Best practices for completing CS107 assignments

Written by Julie Zelenski

We keep your pipeline filled with regular programming assignments, and most of your learning will come from the efforts you expend in completing them. We want to share some of the best practices that will help you achieve successful results on your programs with minimal loss of sanity.

Getting your "C legs"

Syntactically, C is not a large jump from Java or C++, but it has vast philosophical differences. Intended for professional use, C is designed for high efficiency and unrestricted programmer control, with no emphasis on safety and little support for high-level abstractions.

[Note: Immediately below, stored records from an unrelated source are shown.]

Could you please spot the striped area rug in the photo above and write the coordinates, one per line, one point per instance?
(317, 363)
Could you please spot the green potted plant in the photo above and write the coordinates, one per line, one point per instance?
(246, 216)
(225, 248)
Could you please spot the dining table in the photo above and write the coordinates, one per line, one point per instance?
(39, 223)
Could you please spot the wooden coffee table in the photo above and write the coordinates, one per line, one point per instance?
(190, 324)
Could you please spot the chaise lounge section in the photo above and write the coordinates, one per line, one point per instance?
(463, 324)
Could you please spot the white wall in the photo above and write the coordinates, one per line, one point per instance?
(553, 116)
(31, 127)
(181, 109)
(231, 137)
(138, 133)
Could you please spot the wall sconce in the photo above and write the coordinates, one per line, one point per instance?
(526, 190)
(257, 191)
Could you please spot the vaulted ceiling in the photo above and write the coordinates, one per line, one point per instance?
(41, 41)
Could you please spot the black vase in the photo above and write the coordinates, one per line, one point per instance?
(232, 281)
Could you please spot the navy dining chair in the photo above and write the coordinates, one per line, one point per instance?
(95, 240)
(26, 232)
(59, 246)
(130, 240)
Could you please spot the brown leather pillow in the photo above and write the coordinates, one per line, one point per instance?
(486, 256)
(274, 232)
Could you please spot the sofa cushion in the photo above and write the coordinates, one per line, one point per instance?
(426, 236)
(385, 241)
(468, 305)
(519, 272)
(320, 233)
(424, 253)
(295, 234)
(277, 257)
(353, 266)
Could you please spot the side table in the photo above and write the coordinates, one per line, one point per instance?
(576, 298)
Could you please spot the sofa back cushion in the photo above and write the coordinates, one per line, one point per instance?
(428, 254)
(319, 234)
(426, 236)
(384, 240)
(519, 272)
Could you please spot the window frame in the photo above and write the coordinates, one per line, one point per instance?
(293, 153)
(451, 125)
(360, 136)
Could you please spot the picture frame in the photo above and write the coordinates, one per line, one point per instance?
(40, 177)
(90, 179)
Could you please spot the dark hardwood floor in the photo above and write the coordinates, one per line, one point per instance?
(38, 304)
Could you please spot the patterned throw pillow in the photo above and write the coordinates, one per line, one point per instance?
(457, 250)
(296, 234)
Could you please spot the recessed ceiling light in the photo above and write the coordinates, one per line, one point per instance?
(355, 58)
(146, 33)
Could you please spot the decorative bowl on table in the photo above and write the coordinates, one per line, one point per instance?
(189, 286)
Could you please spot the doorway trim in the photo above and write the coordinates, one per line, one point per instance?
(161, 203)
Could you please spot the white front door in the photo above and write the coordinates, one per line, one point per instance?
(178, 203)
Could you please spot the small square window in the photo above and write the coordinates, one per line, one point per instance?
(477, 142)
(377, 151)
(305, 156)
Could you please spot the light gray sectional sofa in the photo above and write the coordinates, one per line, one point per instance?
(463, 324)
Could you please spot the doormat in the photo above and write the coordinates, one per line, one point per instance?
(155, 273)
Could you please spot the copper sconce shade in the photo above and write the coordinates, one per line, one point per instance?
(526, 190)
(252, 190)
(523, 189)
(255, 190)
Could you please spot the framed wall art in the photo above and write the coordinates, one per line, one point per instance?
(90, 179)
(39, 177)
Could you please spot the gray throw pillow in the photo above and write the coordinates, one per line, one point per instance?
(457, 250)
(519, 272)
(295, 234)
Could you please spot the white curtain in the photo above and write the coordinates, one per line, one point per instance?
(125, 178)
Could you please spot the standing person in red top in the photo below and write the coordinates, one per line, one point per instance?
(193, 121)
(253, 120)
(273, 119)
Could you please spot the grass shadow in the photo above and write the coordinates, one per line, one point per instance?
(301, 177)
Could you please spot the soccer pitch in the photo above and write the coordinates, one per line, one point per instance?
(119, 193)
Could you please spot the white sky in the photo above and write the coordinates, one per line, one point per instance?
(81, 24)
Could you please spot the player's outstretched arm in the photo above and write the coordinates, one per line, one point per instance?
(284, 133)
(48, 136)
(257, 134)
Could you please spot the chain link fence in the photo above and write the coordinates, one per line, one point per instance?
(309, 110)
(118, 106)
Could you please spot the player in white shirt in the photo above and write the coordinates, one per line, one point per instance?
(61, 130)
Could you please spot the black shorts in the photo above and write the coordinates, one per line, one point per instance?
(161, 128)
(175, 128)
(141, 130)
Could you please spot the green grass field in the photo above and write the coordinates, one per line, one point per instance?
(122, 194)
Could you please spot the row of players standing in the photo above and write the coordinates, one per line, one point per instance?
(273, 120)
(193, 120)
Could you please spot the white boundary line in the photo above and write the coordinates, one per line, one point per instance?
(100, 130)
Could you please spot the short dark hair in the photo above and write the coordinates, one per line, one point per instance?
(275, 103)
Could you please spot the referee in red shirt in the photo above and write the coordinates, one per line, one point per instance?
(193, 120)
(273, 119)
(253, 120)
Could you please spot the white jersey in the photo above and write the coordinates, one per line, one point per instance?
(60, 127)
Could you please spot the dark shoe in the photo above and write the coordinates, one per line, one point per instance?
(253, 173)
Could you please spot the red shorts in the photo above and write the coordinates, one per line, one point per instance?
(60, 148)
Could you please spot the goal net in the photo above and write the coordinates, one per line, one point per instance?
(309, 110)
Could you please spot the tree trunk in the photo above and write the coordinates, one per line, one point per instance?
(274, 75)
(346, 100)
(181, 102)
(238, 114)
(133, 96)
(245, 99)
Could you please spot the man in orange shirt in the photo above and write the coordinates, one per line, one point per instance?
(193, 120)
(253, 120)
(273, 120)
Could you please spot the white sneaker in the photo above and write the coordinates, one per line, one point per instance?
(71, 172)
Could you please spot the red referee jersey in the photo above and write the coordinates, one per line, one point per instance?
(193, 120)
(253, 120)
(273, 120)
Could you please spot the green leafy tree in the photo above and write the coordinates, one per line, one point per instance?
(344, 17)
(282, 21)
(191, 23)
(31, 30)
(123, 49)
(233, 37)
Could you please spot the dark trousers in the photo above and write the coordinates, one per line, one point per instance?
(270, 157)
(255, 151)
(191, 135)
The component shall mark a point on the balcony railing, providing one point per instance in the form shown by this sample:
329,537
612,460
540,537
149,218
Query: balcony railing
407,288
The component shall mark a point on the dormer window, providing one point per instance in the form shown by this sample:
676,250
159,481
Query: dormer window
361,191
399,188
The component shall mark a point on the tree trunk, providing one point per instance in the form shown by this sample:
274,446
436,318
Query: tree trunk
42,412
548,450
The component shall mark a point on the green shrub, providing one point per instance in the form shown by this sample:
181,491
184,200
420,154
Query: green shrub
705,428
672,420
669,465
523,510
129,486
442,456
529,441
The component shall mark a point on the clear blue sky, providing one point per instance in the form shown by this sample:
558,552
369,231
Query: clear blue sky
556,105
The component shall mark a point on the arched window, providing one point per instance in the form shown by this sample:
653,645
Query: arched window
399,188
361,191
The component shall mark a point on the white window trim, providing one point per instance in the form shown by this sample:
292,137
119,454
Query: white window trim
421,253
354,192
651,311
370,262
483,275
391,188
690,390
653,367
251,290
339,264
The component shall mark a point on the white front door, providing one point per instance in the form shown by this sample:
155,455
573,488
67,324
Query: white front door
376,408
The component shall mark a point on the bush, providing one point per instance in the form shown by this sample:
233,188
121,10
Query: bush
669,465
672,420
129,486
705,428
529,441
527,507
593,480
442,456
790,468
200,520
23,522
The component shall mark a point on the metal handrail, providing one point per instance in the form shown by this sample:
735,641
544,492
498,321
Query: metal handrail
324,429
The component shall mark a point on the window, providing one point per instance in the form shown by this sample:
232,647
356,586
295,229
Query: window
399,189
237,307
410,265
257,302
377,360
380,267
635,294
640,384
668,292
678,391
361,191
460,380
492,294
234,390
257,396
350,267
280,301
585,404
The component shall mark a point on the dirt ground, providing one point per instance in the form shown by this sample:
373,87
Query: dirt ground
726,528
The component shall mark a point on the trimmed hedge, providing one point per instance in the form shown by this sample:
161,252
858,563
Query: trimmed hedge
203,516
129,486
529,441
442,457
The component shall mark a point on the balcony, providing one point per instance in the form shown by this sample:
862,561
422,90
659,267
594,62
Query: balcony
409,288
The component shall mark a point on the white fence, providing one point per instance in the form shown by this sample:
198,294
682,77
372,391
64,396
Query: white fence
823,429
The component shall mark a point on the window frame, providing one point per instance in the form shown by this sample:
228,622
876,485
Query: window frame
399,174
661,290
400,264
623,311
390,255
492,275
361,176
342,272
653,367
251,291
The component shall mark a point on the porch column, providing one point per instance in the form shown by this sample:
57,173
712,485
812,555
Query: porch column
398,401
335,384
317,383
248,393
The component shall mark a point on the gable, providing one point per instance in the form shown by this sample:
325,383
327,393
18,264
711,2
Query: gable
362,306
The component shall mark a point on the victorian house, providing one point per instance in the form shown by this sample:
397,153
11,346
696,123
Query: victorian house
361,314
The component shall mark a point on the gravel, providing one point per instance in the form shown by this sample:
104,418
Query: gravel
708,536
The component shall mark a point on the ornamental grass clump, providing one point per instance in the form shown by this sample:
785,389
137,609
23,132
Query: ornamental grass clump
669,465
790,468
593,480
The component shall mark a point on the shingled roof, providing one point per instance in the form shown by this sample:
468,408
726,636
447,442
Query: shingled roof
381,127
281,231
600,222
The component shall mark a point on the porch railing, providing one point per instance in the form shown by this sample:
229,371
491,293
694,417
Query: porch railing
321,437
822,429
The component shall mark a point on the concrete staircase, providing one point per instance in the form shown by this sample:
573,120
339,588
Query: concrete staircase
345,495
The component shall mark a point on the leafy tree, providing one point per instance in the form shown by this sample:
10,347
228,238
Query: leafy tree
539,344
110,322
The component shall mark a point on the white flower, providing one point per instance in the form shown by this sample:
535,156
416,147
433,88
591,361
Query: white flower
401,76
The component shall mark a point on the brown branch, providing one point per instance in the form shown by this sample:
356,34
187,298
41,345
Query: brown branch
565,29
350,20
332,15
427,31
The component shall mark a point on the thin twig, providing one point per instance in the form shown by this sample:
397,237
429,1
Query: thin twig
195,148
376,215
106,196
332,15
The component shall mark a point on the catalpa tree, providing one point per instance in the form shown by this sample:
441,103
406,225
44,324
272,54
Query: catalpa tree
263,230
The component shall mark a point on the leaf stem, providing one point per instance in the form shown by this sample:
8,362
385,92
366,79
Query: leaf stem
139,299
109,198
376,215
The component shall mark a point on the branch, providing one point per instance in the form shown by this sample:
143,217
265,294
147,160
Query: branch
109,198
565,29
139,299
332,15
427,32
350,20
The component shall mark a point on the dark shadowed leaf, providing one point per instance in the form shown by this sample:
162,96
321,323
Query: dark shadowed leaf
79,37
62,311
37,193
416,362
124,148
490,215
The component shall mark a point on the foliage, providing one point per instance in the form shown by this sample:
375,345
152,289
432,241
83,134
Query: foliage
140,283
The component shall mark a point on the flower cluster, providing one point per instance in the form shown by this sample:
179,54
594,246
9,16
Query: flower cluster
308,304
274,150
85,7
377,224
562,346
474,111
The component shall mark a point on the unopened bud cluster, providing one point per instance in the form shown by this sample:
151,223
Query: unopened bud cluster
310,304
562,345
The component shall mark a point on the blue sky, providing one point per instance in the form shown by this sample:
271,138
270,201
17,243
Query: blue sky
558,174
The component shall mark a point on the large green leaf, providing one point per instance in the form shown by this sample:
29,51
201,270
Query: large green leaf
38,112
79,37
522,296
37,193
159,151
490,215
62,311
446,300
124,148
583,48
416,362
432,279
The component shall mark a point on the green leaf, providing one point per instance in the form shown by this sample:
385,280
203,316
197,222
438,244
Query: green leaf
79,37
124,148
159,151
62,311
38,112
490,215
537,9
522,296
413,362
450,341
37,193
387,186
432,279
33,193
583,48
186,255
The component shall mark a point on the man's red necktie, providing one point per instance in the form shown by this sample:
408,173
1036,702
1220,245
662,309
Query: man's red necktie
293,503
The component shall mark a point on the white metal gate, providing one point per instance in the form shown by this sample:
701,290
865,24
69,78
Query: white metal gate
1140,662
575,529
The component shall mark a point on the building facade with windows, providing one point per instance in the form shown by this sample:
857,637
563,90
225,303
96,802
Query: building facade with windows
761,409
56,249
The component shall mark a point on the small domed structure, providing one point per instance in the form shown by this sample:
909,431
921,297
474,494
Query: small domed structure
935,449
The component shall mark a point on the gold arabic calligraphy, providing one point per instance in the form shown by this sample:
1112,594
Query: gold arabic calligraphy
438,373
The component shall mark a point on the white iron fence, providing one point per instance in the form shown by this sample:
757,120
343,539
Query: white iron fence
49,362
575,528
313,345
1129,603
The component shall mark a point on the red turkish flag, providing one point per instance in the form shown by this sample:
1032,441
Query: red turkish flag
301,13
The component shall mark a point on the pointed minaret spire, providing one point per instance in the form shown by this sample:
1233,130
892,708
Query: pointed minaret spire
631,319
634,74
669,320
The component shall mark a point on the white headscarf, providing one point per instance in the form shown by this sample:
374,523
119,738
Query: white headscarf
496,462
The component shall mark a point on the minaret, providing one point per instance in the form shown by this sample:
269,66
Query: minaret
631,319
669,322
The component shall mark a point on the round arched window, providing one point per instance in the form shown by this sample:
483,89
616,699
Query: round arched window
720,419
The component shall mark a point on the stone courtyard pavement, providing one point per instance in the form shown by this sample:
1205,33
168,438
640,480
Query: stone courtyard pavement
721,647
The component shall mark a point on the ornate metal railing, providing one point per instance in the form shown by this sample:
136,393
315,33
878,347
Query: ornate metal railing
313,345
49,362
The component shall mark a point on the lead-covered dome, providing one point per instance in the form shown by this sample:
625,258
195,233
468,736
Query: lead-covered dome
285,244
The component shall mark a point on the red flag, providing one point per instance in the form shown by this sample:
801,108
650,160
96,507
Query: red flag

Be vigilant. Having used languages with aggressive compiler warning/errors or extensive runtime error-detection, you may find C's laissez-faire attitude downright shocking. A C compiler won't complain about such things as uninitialized variables, narrowing conversions, or functions that fail to return a needed value. C has no runtime error support, which means no helpful messages when your code accesses an array out of bounds or dereferences an invalid pointer, such errors compile and execute with surprising results. You must become vigilant about scouring your code for problems that you may have previously depended on the language to detect for you.
Standard libraries. The C standard library is relatively small; offering functions for input/output, primitive string handling, dynamic memory, and not much else. Appendix B of K&R describes the entire standard library and only requires 18 pages! Review that appendix and/or our CS107 guide to the C library so you are aware of what's available. Use the man pages for details of a particular function you need to use. Note the standard library embraces the philosophy of C and has little protection against misuse. Checking for errors would slow down all calls and many things are completely impossible to detect in C even if you wanted to (e.g. an out-of-bounds array reference). This means you can and will get strange errors if you make bad calls to the C library. When a backtrace shows a crash within code you didn't write (i.e. crashing inside the C library or in code we supplied), it is tempting to assume the problem is within the library code, but almost without exception, the real problem lies in a bad call made by you.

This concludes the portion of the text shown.